What I’m saying is that we are not reliable judges of what is good or bad for us, not just as a people living on the land but as a global community of humans who care for one another. If we had better critical thinking skills, we might have a chance at creating environments where we can all thrive in peace. Where we seek to find the value and wonder inherent to all things, even in those we believe are unpleasant and unworthy. Where we ask hard questions and truly listen to each other and deeply within ourselves for answers. Where we tend to our Fight, Flight and Freeze responses when questions and conversations activate us so that we can turn toward each other even when we disagree. Until we see the heart and the humanity in the other.
We must imagine our way out of this, fellow big-hearted dreamers. If we can imagine prisons, war, power structures, famine, and violent mass deaths, we also have the capacity to imagine and create beautiful, symbiotic gardens and communities that nourish and sustain life. We must turn stories and narratives over and over, revealing the shit in the shiny things and the diamonds in the shit — until our soil is once again fertile enough to sustain our humanity, full of love and free of fear.
As I said in my last post, which, at the time of posting, I had no clue would be relevant to the days to come: “I belong nowhere, and, as such, I must belong everywhere in this world and the lands I was dropped into. And so do you, wherever you are, whoever you are. You matter, and you deserve to live in peace and love.”

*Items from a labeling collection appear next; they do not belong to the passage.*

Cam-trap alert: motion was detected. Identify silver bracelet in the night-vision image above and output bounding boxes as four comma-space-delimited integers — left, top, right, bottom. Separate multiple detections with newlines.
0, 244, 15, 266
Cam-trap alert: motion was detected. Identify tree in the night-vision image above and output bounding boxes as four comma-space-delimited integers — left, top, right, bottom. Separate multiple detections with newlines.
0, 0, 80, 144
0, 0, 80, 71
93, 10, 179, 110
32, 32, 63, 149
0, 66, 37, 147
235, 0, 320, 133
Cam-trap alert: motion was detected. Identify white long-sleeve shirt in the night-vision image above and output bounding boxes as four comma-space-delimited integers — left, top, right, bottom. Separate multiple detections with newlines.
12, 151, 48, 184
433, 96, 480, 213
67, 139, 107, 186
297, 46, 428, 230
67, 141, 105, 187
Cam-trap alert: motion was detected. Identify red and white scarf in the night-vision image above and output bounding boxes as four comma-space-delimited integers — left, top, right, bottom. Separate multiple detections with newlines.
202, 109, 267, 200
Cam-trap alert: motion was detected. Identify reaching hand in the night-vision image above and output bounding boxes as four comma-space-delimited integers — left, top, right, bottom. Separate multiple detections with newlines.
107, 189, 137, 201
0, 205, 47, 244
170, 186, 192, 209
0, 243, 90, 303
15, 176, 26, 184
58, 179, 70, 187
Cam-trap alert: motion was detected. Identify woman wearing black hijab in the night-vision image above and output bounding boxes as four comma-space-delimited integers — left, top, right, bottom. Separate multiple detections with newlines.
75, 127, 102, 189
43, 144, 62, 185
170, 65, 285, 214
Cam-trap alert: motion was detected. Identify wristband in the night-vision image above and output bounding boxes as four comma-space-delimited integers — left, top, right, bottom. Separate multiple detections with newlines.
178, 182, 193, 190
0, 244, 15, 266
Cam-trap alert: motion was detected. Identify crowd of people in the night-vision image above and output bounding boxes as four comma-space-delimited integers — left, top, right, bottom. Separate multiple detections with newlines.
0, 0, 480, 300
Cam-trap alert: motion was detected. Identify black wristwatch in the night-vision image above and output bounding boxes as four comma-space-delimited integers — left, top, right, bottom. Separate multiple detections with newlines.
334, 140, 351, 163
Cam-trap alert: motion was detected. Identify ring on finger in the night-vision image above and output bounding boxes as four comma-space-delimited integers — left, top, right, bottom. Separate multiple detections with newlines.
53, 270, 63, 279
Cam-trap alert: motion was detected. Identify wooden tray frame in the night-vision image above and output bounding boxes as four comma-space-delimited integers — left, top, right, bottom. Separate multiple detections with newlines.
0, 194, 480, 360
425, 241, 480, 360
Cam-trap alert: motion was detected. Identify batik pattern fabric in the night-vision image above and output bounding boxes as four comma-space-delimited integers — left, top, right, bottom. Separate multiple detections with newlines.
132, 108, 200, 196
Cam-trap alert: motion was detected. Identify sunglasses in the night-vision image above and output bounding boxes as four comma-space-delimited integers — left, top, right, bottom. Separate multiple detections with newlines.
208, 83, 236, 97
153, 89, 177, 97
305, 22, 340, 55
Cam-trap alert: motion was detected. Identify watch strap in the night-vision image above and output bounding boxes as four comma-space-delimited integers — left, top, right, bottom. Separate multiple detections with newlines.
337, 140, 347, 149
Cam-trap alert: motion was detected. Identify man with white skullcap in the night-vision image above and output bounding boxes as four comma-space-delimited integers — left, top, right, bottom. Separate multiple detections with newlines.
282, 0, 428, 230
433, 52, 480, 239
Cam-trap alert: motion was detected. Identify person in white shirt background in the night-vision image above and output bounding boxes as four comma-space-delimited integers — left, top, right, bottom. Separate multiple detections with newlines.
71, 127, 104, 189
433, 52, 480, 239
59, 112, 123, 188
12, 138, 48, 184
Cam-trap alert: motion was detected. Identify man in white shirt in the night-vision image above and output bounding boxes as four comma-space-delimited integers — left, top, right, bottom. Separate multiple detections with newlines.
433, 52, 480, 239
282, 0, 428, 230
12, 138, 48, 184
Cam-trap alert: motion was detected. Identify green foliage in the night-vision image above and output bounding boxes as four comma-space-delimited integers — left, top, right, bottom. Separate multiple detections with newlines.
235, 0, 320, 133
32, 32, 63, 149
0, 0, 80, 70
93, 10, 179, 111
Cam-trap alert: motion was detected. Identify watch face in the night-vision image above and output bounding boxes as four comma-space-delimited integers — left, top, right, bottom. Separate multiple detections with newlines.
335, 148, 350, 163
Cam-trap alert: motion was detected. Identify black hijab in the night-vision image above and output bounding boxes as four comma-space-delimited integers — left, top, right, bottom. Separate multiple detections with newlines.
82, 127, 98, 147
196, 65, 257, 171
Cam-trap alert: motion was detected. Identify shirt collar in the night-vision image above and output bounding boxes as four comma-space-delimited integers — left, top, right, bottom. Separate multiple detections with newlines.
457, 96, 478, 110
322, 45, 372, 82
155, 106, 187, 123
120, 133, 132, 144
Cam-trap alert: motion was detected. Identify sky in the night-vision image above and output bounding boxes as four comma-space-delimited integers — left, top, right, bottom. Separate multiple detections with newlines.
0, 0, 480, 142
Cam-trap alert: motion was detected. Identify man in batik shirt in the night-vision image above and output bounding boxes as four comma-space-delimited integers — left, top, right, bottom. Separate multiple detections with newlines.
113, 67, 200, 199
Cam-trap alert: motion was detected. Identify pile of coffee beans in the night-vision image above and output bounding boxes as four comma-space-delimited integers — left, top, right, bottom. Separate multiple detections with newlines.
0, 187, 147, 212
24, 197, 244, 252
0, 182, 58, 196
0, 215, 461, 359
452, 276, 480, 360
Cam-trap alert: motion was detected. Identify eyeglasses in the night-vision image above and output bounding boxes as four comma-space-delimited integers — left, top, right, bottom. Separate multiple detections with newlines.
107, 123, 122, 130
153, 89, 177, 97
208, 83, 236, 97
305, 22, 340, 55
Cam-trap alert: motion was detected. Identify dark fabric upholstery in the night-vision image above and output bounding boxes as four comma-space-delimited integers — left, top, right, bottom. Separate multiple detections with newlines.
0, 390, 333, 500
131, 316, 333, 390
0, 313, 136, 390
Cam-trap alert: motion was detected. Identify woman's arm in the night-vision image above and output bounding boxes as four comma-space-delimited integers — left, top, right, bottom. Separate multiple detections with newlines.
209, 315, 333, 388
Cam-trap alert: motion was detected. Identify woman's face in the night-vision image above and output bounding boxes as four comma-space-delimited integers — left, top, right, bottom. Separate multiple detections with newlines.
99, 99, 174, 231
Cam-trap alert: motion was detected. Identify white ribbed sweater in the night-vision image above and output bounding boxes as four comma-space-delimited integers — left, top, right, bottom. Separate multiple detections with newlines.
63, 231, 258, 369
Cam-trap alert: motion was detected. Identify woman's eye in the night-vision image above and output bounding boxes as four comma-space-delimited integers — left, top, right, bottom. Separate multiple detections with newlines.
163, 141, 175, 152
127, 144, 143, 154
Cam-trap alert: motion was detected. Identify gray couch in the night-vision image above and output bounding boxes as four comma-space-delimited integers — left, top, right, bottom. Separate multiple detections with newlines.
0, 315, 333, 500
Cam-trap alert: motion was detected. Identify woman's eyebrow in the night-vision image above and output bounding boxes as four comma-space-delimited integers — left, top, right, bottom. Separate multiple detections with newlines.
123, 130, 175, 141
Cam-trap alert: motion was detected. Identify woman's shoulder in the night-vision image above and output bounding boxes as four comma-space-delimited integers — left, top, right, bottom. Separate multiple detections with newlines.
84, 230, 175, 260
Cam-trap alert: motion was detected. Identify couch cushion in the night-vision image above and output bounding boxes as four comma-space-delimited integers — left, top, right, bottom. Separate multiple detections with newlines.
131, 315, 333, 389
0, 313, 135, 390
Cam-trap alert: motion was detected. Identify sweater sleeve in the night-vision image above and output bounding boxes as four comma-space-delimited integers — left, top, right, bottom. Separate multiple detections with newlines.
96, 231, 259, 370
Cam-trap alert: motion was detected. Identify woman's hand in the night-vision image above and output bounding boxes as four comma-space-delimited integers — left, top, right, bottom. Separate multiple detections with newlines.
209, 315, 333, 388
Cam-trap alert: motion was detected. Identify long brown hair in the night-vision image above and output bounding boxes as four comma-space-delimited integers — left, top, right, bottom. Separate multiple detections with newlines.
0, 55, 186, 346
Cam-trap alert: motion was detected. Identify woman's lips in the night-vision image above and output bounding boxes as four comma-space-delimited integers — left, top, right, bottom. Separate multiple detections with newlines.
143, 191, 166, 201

I love you. I love and believe in us. I strongly believe that the ugliness, pain and heartache we are currently experiencing as people who feel and care deeply will transform us in beautiful and unknown ways. What gets your attention becomes your reality, so keep looking for the diamonds in the shit. They may be obscured right now, but I know they are there, waiting to be revealed. Have faith and hold each other tight.